Uma alegria sem tamanho era quando chegávamos da escola e o caminhão de caroço de algodão tinha vindo. Aquele era nosso reino. Brincávamos de manhã e à noitinha e também, de vez em quando, à tarde, nos fins de semana ou quando era feriado. Não éramos só Willis e eu que gostávamos de quando os caroços de algodão estavam ali na frente de casa. Aos fins de semana, quando meus primos iam até em casa, aquilo era pura diversão. Como de costume, além de nossas infinitas brincadeiras, sempre rolava uma briga e logo alguém fazia outro alguém comer o suplemento bovino. 

As brincadeiras pareciam não ter fim e elas iam desde guerra de caroços, o que deixava meu pai doido da cabeça, até enterrar alguém no monte de caroços até o pescoço. Uma vez enterramos, de pé, meu primo Vinícius e ele não conseguia sair, foi um verdadeiro sacrilégio.  A ideia principiou deste que aqui vos fala.

Era comum que aos domingos minha família se reunisse para churrasquear à sombra das mangueiras que estão, até hoje, no quintal da casa onde morávamos. E na época, haviam despejado, suponho que na quinta ou sexta feira, uma carreta de caroços de algodão. E lá fomos nós: aquela molecada, toda traquina, “nadar de braçada no monte de caroços. Costumávamos enterrar os nossos pés e mãos com os pequenos carocinhos e ali ficávamos, olhando o céu, conversando ou cantarolando alguma coisa, até que alguém criasse algum tipo de confusão que se desenvolvesse para uma briga generalizada. 

Meio entediado daquilo [de ficar olhando o céu e conversando como crianças comportadas], resolvi propor que fizéssemos um túnel, cujo este começasse em cima do monte de caroços e chegasse até o chão. A garotada topou e lá fomos nós. Estava meio complicado cavar até o chão com as mãos, então, a fim de facilitar nossas vidas, peguei uma cavadeira e comecei o trabalho. Não chegamos ao chão, mas cavamos até onde conseguimos e pronto: nossa alegria estava feita.

De repente, resolvemos ‘experimentar’ aquele buraco e foi aí que meu primo quis ser o primeiro da turma e entrou no túnel que havíamos cavado.

Como nunca fui um moleque de muita confiança, isto é, sempre aprontava com meus primos, assim que ele entrou, comecei a colocar de volta os caroços de algodão que havíamos tirado para ver como é que ele ficaria só com a cabeça de fora e em pé. Meu irmão e o restante dos meus primos não resistiram e começaram a me ajudar. A princípio, Vinícius ficou animado e até ajudou a empurrar alguns dos carocinhos para dentro do túnel onde ele estava, mas, acho que depois de ele ter percebido que deveras a coisa estava ficando apertada e os caroços já, presumo, o impediam de mexer as pernas, começou a dizer que queria sair dali. Mas aí já era. A molecada estava toda empolgada e continuamos.

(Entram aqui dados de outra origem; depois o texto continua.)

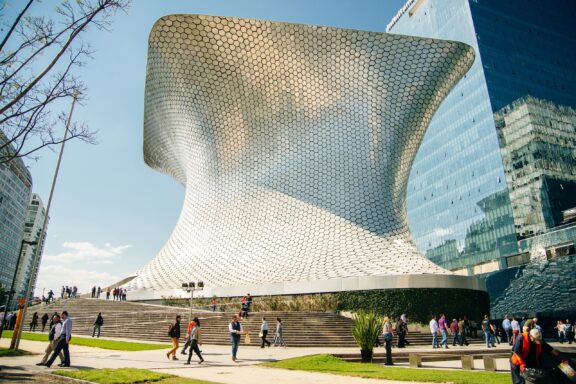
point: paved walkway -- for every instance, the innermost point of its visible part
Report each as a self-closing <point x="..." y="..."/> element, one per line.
<point x="218" y="366"/>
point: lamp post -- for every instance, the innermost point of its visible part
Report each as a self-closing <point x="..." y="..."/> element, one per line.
<point x="191" y="287"/>
<point x="37" y="255"/>
<point x="11" y="291"/>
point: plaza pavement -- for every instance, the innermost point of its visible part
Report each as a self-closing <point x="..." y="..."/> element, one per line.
<point x="218" y="366"/>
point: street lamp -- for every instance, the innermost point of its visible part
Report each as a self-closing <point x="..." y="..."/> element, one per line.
<point x="11" y="291"/>
<point x="191" y="287"/>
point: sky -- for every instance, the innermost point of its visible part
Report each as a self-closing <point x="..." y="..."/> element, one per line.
<point x="110" y="212"/>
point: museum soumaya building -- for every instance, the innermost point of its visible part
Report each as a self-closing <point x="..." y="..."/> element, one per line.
<point x="294" y="143"/>
<point x="322" y="160"/>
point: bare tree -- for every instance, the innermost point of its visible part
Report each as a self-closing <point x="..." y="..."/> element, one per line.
<point x="38" y="57"/>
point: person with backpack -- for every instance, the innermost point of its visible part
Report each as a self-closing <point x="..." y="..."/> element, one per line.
<point x="174" y="334"/>
<point x="44" y="319"/>
<point x="53" y="336"/>
<point x="98" y="323"/>
<point x="194" y="338"/>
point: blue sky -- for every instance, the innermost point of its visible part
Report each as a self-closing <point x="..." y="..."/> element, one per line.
<point x="111" y="213"/>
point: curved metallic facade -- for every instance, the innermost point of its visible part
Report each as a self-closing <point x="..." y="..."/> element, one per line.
<point x="295" y="144"/>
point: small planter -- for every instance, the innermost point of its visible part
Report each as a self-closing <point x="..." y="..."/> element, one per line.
<point x="366" y="355"/>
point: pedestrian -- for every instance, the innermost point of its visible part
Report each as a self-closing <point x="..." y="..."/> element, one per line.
<point x="401" y="331"/>
<point x="488" y="329"/>
<point x="462" y="330"/>
<point x="569" y="331"/>
<point x="515" y="326"/>
<point x="527" y="352"/>
<point x="434" y="330"/>
<point x="194" y="338"/>
<point x="63" y="342"/>
<point x="387" y="335"/>
<point x="34" y="322"/>
<point x="53" y="337"/>
<point x="264" y="333"/>
<point x="174" y="333"/>
<point x="561" y="329"/>
<point x="454" y="331"/>
<point x="188" y="340"/>
<point x="405" y="321"/>
<point x="44" y="319"/>
<point x="279" y="335"/>
<point x="443" y="331"/>
<point x="507" y="327"/>
<point x="98" y="323"/>
<point x="235" y="330"/>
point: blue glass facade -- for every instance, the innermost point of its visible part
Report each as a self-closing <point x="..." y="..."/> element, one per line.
<point x="459" y="207"/>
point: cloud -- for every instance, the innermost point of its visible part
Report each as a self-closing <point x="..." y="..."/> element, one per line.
<point x="87" y="252"/>
<point x="441" y="232"/>
<point x="54" y="276"/>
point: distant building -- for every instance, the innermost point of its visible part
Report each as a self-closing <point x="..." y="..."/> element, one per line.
<point x="538" y="144"/>
<point x="15" y="188"/>
<point x="32" y="229"/>
<point x="492" y="190"/>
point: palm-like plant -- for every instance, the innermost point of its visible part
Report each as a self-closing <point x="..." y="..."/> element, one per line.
<point x="365" y="330"/>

Pois bem, enterramos o Vinícius até o pescoço, meio contra a vontade dele, que, a uma certa altura, já havia pedido para pararmos de jogar caroços no buraco onde ele estava. Pronto. Nossa traquinagem estava feita. E tivemos um baita trabalho pra desenterrar o enterrado vivo. Depois daquilo, acabou a graça pra todos nós. Não quisemos saber de caroço de algodão por uns trinta minutos. Depois deste tempo de reflexão, estávamos lá, todos juntos novamente.

A barra é que o fim da história sempre acabava em tristeza: meu pai acabava sabendo das nossas traquinagens e logo na segunda, mais tardando na terça contratava alguns homens para colocarem os caroços de algodão dentro de sacos. Na verdade, meu pai comprava justamente para colocar à venda.

Tristeza maior que, depois de uma baita segunda feira de aula na escola, chegar em casa e ver que os caroços de algodão estavam sendo ensacados; tristeza maior não havia. Porém, não adiantava de muita coisa, pois, assim que a sacaria ficava disposta, ali mesmo, na frente de casa, fazíamos jus ao ditado - se não tem tu, vai tu mesmo - e, já que não podíamos brincar de fazer túneis nos caroços de algodão, então nós brincávamos de escalada e, quase sempre, derrubávamos, pelo menos, uns três sacos de algodão.